Path is decoded in createLocation

ArthurKnaus commented 7 years ago

This results in an invalid URL being pushed to the HTML5 history element when there are encoded percent signs in the pathname.

E.g.:

history.push({
  pathname: `randomlocation/${ encodeURIComponent("AB%C") }/furthermore`
});

results in "randomlocation/AB%C/futhermore" being pushed to the HTML5 history.
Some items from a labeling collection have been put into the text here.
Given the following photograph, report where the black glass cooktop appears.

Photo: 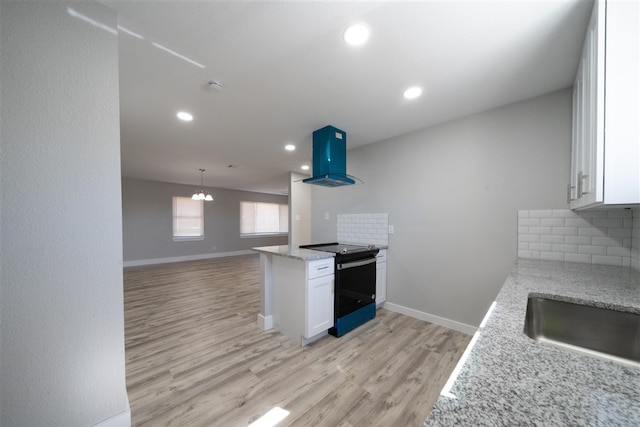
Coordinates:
[300,243,375,254]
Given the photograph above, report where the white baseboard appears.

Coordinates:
[94,396,131,427]
[122,249,256,267]
[258,314,273,331]
[382,301,478,335]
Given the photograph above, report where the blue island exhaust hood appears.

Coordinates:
[302,126,357,187]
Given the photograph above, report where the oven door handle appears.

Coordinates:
[337,258,376,270]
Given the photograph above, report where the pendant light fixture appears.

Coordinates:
[191,169,213,202]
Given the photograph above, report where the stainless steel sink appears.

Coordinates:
[524,296,640,367]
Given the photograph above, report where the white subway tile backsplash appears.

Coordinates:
[564,218,591,227]
[549,227,578,236]
[578,226,607,237]
[529,227,551,234]
[529,210,553,218]
[528,243,553,252]
[578,245,607,255]
[553,209,575,218]
[540,218,565,227]
[336,213,389,246]
[564,254,591,264]
[518,234,540,242]
[591,255,622,265]
[607,246,631,258]
[540,236,564,243]
[592,218,624,228]
[540,252,564,261]
[555,236,591,245]
[553,245,578,254]
[518,209,640,270]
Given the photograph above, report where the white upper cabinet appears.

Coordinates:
[568,0,640,209]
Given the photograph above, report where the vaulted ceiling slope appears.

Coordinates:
[103,0,593,193]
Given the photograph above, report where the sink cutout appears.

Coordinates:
[524,296,640,368]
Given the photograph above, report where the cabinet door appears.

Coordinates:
[376,262,387,305]
[305,274,334,338]
[569,1,605,209]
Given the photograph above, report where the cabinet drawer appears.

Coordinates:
[307,257,334,279]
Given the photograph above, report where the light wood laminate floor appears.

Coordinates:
[124,255,471,427]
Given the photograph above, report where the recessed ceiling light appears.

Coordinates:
[342,24,369,46]
[176,111,193,122]
[403,86,422,99]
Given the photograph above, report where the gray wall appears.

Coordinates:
[0,2,130,426]
[312,89,572,326]
[122,178,288,262]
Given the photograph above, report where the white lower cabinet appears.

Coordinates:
[304,274,334,338]
[271,256,334,345]
[376,249,387,306]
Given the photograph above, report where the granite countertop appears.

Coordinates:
[251,245,336,261]
[424,259,640,426]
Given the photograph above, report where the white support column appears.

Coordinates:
[258,253,273,331]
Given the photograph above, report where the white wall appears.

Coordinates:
[312,89,571,326]
[288,172,312,248]
[122,178,288,265]
[0,2,130,427]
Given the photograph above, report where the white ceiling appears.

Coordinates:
[103,0,593,193]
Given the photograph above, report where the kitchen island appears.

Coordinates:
[424,259,640,426]
[253,245,335,345]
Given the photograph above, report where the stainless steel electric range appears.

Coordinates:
[300,243,379,337]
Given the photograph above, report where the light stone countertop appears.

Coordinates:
[424,259,640,426]
[251,245,336,261]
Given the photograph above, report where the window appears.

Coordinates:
[173,197,204,241]
[240,202,289,236]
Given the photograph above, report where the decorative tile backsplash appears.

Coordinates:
[631,209,640,271]
[336,214,389,246]
[518,209,640,269]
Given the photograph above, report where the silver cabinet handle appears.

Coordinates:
[567,184,576,203]
[580,174,589,196]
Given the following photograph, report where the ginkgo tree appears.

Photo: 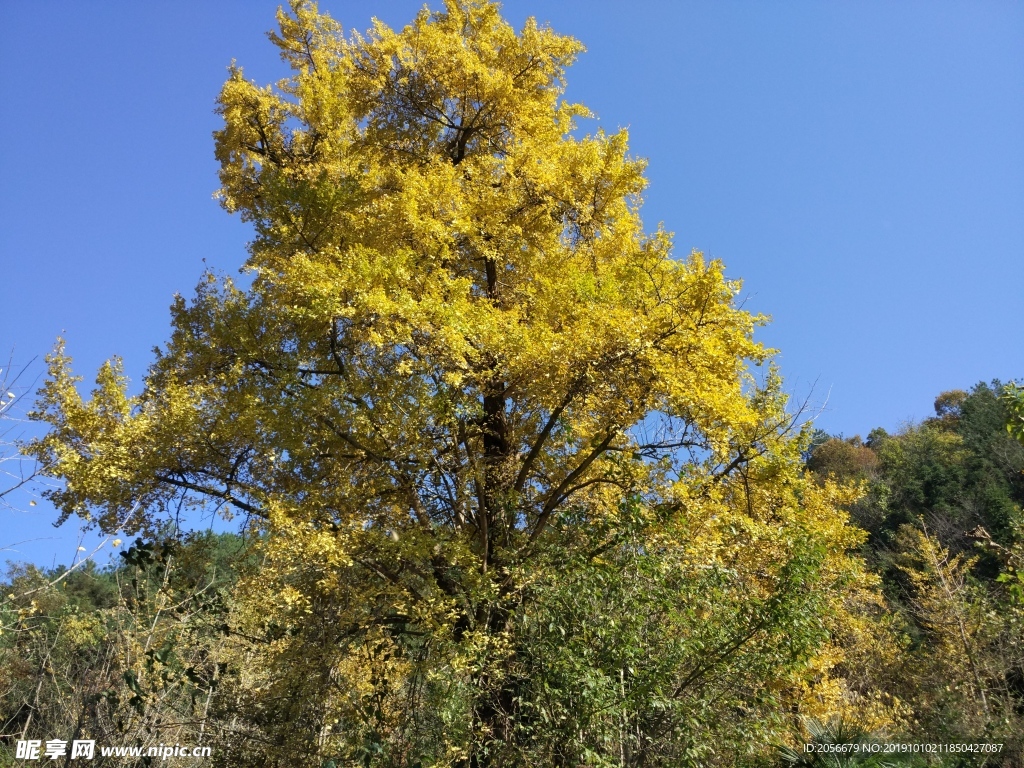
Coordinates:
[33,0,892,766]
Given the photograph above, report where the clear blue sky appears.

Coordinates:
[0,0,1024,563]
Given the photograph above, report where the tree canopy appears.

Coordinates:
[24,0,894,766]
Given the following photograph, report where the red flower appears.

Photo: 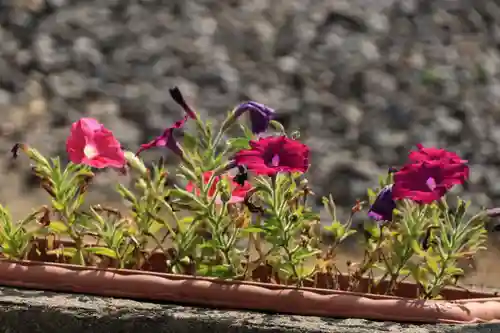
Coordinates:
[135,115,188,156]
[66,118,126,168]
[234,136,309,176]
[408,143,467,164]
[392,160,468,203]
[186,171,252,204]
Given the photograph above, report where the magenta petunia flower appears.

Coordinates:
[186,171,252,204]
[66,118,126,168]
[234,102,275,134]
[392,161,468,204]
[234,136,309,176]
[368,185,396,221]
[136,115,189,157]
luismasg commented 6 years ago

Hi!!! glad to see there is a discussion going on about this. I'm just here because I need a way to stop the router from crashing. our QA is making a fuss about it. can't we just do tap into the window object and clean up the route before it reaches the reactrouter? a quick, dirty, unhealthy way of sidestepping the issue? we don't need any decoding. just to ignore it. www.ourhomepage.com/% is breaking the site. It might be an issue once we actually start parsing every single url. but for now, anyone have an idea how we can throw away everything after the '/' ?

luismasg commented 6 years ago

@mjackson I'm in favor of just adding a note in the react router docs. the same way their is a note about scroll restoration (which totally worked for me btw 🙏 )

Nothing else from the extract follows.